The project ships code faster than it can manually test tutorials. In late 2025, a GitHub update to its Dev Container infrastructure bumped the minimum Docker version, breaking the Docker daemon connection—and every single tutorial stopped working. The team didn’t know the extent of the damage immediately because they relied on manual testing.

“Any developer trying Drasi during that window would have hit a wall,” Johnson noted. The incident exposed a critical gap: documentation breaks silently and often goes undetected until users abandon the project.

What This Means

This new AI-driven method transforms documentation testing from a manual chore into a continuous monitoring task. Other open-source projects can adopt similar synthetic user agents to catch breaks before developers notice.

The technique addresses two common causes of documentation failure: the curse of knowledge (where writers omit implicit steps) and silent drift (where changes in dependencies or code are not reflected in docs). By using an agent that is naïve, literal, and unforgiving, teams can verify every command and expected output automatically.

The Problem: Why Documentation Breaks

Documentation usually breaks for two reasons. First, experienced developers write with implicit context—they know to run drasi list query to check status, but a new user does not. The instructions say the "what" but skip the "how."

Drasi Turns AI Into Automated Documentation Tester After Docker Update Breaks All Tutorials
Source: azure.microsoft.com

Second, documentation doesn’t fail loudly like code. When a configuration file is renamed, the build breaks immediately. But outdated documentation references accumulate silently until a user complains. For tutorials that spin up sandbox environments with Docker, k3d, and sample databases, any upstream dependency change—a deprecated flag, a bumped version, or a new default—can break tutorials silently.

The Solution: AI Agents as Synthetic Users

To solve this, the Drasi team treated tutorial testing as a simulation problem. They built an AI agent that acts as a "synthetic new user." The agent has three critical characteristics: it is naïve (no prior knowledge of Drasi), literal (executes every command exactly as written), and unforgiving (verifies every expected output and fails fast if something is off).

“Our agent doesn’t guess or fill gaps—it follows the guide blindly,” said Johnson. “If the doc says ‘you should see Success’ and the CLI returns nothing, the agent flags it immediately.”

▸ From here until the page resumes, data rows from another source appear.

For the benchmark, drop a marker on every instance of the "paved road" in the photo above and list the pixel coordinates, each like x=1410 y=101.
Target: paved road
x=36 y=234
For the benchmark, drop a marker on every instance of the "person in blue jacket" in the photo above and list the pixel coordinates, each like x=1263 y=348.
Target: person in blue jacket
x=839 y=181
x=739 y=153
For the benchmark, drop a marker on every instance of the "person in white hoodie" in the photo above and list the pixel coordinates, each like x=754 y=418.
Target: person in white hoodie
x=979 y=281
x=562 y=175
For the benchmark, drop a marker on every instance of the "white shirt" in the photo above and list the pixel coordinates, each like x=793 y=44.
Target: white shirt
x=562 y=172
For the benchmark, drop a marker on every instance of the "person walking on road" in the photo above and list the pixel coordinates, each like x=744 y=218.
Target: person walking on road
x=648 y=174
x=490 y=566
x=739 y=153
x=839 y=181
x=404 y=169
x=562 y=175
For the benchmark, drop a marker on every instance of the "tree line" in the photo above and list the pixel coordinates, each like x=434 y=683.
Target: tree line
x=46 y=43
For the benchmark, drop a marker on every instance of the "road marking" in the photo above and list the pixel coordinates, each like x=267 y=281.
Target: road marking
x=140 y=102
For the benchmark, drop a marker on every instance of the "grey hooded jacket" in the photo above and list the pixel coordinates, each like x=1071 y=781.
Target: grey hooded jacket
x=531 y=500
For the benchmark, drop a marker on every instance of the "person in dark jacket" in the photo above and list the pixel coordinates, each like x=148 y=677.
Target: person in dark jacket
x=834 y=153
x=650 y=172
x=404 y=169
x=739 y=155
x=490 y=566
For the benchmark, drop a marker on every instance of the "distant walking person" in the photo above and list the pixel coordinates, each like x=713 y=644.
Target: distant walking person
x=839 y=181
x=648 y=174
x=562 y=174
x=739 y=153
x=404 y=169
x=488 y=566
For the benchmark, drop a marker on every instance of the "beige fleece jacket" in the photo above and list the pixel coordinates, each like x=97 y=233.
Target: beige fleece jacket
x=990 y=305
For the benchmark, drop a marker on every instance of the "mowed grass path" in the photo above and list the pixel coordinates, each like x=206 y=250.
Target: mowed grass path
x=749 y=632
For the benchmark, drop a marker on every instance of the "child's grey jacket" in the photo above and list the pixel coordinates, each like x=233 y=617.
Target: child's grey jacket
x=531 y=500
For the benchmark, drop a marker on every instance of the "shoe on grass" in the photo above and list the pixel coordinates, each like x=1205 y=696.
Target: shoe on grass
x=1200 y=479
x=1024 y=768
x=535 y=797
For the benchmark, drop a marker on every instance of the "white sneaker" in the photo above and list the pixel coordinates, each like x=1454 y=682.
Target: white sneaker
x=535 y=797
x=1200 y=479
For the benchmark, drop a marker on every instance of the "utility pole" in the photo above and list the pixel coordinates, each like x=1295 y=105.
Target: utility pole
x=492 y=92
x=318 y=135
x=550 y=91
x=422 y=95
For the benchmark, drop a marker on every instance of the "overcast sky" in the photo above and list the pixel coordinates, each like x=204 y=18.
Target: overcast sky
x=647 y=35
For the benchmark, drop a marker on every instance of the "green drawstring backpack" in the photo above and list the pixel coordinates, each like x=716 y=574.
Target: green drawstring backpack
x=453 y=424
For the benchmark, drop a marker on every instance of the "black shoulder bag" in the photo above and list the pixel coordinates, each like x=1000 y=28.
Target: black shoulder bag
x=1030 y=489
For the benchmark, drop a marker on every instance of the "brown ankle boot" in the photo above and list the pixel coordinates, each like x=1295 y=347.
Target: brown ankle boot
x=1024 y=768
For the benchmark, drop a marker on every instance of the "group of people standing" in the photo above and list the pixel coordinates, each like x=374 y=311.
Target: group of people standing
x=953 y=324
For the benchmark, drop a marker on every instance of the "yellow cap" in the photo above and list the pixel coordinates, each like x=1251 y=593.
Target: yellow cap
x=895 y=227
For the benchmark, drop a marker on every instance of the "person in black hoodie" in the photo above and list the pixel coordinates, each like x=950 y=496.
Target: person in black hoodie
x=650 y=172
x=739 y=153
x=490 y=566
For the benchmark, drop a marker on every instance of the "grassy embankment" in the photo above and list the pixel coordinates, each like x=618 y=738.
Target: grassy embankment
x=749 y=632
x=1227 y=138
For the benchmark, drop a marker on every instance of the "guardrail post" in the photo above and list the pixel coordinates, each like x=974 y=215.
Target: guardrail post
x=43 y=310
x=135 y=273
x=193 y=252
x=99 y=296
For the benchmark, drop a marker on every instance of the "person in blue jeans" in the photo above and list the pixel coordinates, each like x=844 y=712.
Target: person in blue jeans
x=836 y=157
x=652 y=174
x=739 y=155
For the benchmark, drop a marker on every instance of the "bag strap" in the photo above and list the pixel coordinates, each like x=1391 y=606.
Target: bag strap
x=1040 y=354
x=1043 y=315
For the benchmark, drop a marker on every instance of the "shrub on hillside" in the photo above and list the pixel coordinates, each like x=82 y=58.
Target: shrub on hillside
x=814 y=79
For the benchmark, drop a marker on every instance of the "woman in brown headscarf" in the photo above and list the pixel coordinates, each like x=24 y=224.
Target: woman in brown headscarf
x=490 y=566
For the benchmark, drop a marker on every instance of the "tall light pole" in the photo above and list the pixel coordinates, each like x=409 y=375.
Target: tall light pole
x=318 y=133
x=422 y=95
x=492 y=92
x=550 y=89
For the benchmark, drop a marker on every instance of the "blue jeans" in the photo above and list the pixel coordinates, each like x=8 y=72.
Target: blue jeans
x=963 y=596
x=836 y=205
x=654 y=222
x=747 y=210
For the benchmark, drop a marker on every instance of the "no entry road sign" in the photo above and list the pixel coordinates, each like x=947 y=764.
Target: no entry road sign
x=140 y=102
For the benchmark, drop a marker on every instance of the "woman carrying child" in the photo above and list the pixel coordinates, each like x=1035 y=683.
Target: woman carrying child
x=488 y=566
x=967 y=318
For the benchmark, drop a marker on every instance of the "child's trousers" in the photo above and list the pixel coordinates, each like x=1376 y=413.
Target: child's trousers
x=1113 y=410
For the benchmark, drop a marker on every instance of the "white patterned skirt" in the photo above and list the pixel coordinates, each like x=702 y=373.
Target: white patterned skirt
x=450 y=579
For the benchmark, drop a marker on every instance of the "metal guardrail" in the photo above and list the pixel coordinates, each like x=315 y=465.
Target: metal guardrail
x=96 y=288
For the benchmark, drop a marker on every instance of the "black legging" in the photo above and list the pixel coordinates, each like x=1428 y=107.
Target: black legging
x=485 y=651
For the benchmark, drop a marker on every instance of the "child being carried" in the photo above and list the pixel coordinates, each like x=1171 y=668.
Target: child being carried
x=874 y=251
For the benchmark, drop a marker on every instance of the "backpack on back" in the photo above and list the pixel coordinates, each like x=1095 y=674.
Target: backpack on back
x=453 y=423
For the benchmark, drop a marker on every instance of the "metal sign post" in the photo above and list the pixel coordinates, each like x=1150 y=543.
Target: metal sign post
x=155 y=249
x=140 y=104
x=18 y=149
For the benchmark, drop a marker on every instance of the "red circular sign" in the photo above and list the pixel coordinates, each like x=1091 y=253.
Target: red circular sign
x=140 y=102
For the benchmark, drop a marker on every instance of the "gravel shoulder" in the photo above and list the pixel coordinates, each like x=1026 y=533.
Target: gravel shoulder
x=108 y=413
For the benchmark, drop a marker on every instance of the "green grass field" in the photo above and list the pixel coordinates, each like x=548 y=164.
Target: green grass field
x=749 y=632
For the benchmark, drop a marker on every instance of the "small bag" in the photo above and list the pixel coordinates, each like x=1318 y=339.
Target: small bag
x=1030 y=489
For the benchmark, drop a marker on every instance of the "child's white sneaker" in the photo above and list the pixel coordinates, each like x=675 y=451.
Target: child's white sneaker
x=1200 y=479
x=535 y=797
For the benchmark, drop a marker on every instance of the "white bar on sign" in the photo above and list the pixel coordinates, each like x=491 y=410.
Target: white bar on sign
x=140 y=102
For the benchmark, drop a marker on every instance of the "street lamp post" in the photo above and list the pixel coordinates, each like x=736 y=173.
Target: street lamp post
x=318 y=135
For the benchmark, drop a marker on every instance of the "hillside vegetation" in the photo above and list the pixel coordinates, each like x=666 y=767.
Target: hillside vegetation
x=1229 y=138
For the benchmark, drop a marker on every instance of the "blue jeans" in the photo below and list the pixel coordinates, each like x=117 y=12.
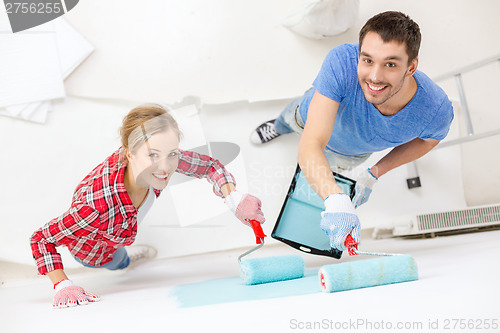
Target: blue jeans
x=290 y=121
x=120 y=261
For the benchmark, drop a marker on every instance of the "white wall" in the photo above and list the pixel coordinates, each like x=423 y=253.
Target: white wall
x=225 y=51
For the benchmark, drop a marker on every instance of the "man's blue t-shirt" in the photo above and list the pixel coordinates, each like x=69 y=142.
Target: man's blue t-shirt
x=359 y=127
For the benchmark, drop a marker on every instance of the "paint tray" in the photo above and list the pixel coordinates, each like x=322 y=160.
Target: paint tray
x=300 y=217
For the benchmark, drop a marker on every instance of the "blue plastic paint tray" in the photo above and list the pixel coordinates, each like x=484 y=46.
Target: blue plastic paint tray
x=300 y=216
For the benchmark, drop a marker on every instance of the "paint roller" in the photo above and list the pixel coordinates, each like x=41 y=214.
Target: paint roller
x=387 y=269
x=268 y=269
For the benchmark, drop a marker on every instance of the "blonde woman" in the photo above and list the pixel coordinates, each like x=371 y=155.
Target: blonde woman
x=112 y=199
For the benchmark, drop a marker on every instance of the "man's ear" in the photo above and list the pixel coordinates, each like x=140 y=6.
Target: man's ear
x=413 y=66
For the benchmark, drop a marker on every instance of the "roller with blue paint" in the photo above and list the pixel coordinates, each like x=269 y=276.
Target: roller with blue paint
x=269 y=269
x=387 y=269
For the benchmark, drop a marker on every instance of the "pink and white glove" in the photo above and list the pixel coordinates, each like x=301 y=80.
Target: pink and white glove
x=67 y=294
x=245 y=206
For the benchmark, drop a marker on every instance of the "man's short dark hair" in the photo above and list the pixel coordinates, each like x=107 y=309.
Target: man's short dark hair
x=394 y=26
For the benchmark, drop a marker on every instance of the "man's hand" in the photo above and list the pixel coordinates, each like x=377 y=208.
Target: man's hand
x=363 y=188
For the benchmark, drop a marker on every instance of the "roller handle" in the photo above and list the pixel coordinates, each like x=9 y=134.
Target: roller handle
x=257 y=230
x=351 y=244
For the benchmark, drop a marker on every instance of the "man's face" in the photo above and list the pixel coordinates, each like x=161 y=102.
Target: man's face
x=383 y=68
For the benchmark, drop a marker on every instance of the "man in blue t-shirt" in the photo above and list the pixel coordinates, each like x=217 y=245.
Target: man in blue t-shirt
x=366 y=98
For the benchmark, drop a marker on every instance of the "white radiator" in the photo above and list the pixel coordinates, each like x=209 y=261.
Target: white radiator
x=458 y=220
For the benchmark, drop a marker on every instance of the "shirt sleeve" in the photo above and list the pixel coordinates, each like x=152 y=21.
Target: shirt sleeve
x=331 y=79
x=79 y=221
x=439 y=127
x=202 y=166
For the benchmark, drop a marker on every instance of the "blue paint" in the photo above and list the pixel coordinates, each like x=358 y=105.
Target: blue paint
x=232 y=289
x=271 y=269
x=369 y=273
x=300 y=219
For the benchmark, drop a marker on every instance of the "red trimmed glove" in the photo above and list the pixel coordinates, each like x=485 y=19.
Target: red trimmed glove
x=67 y=294
x=245 y=206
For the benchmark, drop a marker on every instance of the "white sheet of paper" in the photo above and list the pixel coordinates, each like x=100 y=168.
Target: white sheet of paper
x=73 y=48
x=30 y=67
x=190 y=125
x=195 y=201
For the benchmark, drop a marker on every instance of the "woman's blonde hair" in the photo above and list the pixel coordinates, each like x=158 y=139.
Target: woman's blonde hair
x=144 y=121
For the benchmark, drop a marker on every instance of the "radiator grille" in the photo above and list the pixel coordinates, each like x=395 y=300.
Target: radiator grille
x=459 y=219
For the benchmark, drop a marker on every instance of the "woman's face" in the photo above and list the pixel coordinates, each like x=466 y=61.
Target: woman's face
x=154 y=162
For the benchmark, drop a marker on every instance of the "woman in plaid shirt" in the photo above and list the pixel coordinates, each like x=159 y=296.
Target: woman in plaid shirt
x=114 y=197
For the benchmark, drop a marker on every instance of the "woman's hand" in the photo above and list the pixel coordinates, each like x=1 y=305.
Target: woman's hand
x=245 y=206
x=67 y=294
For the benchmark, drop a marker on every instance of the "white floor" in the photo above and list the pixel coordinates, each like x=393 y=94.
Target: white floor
x=458 y=285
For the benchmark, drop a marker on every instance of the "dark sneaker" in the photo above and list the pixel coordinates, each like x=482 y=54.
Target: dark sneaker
x=264 y=133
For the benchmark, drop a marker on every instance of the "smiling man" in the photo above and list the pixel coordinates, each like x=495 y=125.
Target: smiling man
x=367 y=97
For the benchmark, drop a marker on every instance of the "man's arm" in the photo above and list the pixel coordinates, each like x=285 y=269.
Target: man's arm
x=403 y=154
x=317 y=132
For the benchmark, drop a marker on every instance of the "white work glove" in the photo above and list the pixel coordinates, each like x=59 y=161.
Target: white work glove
x=363 y=188
x=67 y=294
x=339 y=220
x=245 y=206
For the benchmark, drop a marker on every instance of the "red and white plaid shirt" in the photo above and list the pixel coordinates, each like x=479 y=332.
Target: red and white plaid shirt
x=102 y=217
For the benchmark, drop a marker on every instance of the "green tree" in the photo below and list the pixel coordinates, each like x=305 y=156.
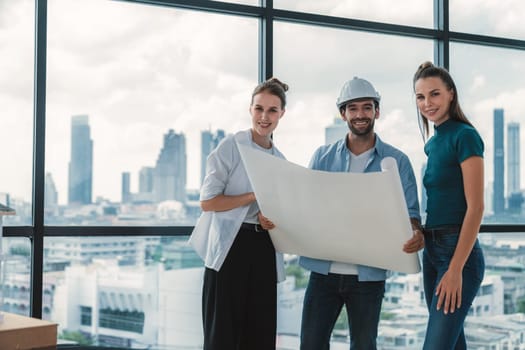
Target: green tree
x=77 y=336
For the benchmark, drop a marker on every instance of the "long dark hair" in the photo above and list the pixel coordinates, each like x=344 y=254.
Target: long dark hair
x=427 y=70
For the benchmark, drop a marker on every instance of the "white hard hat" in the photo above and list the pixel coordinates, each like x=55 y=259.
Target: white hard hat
x=357 y=88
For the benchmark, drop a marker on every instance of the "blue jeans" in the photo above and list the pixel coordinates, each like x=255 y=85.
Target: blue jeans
x=446 y=331
x=323 y=301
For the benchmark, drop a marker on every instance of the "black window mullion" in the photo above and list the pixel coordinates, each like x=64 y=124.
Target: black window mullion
x=37 y=239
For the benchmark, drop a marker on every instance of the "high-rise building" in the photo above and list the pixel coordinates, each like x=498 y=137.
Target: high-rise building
x=126 y=187
x=50 y=193
x=209 y=141
x=81 y=162
x=169 y=182
x=146 y=179
x=336 y=131
x=499 y=163
x=513 y=158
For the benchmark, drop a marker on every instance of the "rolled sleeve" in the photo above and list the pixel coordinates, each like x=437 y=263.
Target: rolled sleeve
x=217 y=174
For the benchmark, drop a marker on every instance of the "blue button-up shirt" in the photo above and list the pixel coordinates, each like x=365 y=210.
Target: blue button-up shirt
x=336 y=158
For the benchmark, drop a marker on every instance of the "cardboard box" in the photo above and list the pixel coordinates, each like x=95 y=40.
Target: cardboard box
x=24 y=333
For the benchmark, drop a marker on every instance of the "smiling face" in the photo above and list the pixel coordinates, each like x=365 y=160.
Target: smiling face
x=360 y=116
x=266 y=111
x=433 y=99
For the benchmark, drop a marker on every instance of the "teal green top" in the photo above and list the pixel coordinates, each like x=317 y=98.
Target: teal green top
x=452 y=143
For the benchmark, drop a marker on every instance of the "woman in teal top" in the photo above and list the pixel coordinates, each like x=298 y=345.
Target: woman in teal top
x=453 y=263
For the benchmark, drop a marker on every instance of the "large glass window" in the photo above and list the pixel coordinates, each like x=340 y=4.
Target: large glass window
x=130 y=104
x=16 y=100
x=316 y=74
x=15 y=272
x=406 y=12
x=494 y=18
x=491 y=93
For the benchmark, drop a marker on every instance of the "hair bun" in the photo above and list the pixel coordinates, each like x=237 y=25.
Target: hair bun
x=274 y=80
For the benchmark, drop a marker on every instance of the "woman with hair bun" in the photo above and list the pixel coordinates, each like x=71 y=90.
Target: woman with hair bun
x=453 y=263
x=239 y=300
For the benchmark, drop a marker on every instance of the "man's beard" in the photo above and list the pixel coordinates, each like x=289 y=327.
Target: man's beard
x=361 y=132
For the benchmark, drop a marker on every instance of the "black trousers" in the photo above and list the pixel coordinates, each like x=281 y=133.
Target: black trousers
x=239 y=302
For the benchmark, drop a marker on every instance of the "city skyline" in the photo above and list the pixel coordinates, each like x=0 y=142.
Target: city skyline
x=159 y=79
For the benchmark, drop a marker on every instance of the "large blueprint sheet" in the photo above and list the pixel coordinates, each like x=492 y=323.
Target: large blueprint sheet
x=359 y=218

The Stack: GitHub Copilot CLI and Dev Containers

The team built the solution using GitHub Copilot in combination with Dev Containers. The AI copilot helps generate and validate tutorial steps, while Dev Containers provide isolated, reproducible environments for running the agent’s tests.

This stack allows the team to run the synthetic user on-demand or as part of a continuous integration pipeline. Any break in the tutorial is detected instantly, preventing silent drift from reaching end users.

For other project maintainers, the Drasi team recommends starting small: pick one critical tutorial, create an agent that mimics a new user, and run it after every deployment. “It’s a shift in mindset—from hoping your docs are right to monitoring that they stay right,” Johnson added.